For me there is hardly a day worth celebrating more than any others. When I was a kid I used to pout at my own birthday parties. I’ve had the hardest point remembering anyone’s birthday (a bane because everyone can remember mine falls on a holiday), and really one of the days I’ve enjoyed more than others in the past years is Black Friday. Maybe that particular attention is why I’m only now realizing how different my timeline is in Japan. I mean, after all, Halloween was seen and talked about pretty well among the students and commercialized places, but I haven’t seen a single display for Thanksgiving and thus–almost thankfully–nothing about black Friday.
Obviously Thanksgiving is a truly American holiday–food, family, and football–but for me its always been a little more. Through the past couple of years I’d gotten into looking at Thanksgiving as a time to do something nontraditional in my life. One year I traveled to Charlotte to eat soul food with the family I’d only heard about in stories (or even letters to prison). Another year I traveled to Tacoma to make a truly college but independent dinner with a completely different type of family (#trackhouse). Christmas would later be the time for the family I saw everyday, so it seemed that in times of thanks I needed to reach out and be with the people that I didn’t always show gratitude for.
OK, and that above has convinced me to completely change my direction on the feelings I had for this post. Originally I was planning and pointing out how much I missed Thanksgiving this year, when really I guess I did what I normally would (even if it did technically come a week later). I should mention the weird feeling I got explaining Thanksgiving to a class of kids who literally had no clue what I was talking about, but really I think those moments do more to remind me everything I miss from America.
Anyway, living in a foreign country full of people in the same situation with a pretty strong network of events or communication it seems pretty obvious that there’d be more than one somewhat traditional Thanksgiving celebration. Even the night before, gathered in an apartment for a “California beach” party wearing shorts and eating Costco sheet cake, a group of us were discussing what types of foods we’d contribute to the weekend potluck. I’d really considered trying to put something together at the last moment: mashed potatoes, fruit salad, steamed vegetables. I think apart from laziness I just lack any sort of equipment to make a decent dish (in my small sized kitchen), and despite being days away from a paycheck I was (as it always magically seems to be around this time of the month) strapped for cash. Thus, I decided to just pay the fee and enjoy the joys everyone else felt like sharing.

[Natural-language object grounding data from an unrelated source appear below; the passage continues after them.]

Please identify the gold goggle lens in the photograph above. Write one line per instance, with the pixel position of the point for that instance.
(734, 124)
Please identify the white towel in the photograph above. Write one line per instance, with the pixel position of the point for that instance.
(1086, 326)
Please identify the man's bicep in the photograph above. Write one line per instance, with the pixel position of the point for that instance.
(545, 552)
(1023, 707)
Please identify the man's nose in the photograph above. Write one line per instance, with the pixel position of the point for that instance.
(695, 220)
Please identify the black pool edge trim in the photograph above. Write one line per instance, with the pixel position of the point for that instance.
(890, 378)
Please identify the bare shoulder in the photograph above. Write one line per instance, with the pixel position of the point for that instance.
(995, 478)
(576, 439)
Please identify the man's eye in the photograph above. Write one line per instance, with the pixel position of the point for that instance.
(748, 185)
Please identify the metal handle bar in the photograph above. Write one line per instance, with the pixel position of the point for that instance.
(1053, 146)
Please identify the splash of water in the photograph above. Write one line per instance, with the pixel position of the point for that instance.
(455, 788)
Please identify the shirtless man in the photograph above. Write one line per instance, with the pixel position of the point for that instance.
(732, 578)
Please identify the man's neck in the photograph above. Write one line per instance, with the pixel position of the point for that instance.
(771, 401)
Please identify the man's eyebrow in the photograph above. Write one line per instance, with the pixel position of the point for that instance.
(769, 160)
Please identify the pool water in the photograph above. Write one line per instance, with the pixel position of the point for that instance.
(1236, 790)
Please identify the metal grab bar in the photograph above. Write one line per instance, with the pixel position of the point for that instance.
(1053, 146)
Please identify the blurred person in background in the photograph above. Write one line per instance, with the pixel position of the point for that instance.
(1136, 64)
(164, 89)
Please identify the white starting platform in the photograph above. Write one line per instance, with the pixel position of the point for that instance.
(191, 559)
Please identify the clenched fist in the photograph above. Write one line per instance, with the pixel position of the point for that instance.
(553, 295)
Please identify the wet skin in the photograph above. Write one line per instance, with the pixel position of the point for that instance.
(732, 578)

I think we were there for a good four hours, and damn I was glad we got there early. I think the last time I was at a potluck was my senior college year of cross country running, an annual event after our first home race, and that–after from delicious baked goods–had nothing to compete with this. There were Japanese, Irish, Vietnamese, Chinese, American, and so on dishes of all variety. It seemed like every time I finished my plate and felt like I was finally full, someone new would show up and put a different dish on the table. (Really, I should’ve thought ahead before typing this and eaten something because now I’m craving it all again). It really was a Thanksgiving dinner because I kept eating and feeling good and eating some more.

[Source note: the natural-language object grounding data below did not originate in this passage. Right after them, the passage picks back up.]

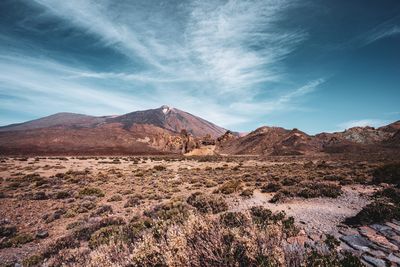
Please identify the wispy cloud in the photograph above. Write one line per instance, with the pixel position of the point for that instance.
(287, 102)
(362, 123)
(238, 43)
(386, 29)
(211, 58)
(227, 44)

Apart from the food, it was really just good to see everyone again. I mentioned earlier about how obvious it would be that the powers that be would organize an event to get all us (majority American) foreigners together for the holiday, but I often forget just how many of us foreigners there are (a really bad problem when I have to avoid using someone’s name I’ve forgotten after three months). Not only foreigners, but also local Japanese people showed up to join in the celebration. As someone who usually spends a Sunday cleaning, vegging, or just generally sticking to his apartment, it was a good occasion to get out and enjoy the community that I can’t always interact with.
And the food, again, was fantastic. I even had to pull off the remnant of one of the five or so turkey’s they brought in because of how quickly they were devoured. Really between the Irish soup, the home-baked bread, the eggnog, and the no-bake cookies, the turkey was the least of my options. I really need to practice more varieties of cooking now, or at least figure out where everyone gets their ingredients. I think the biggest hub is Costco, and oh, how I long to get to Costco.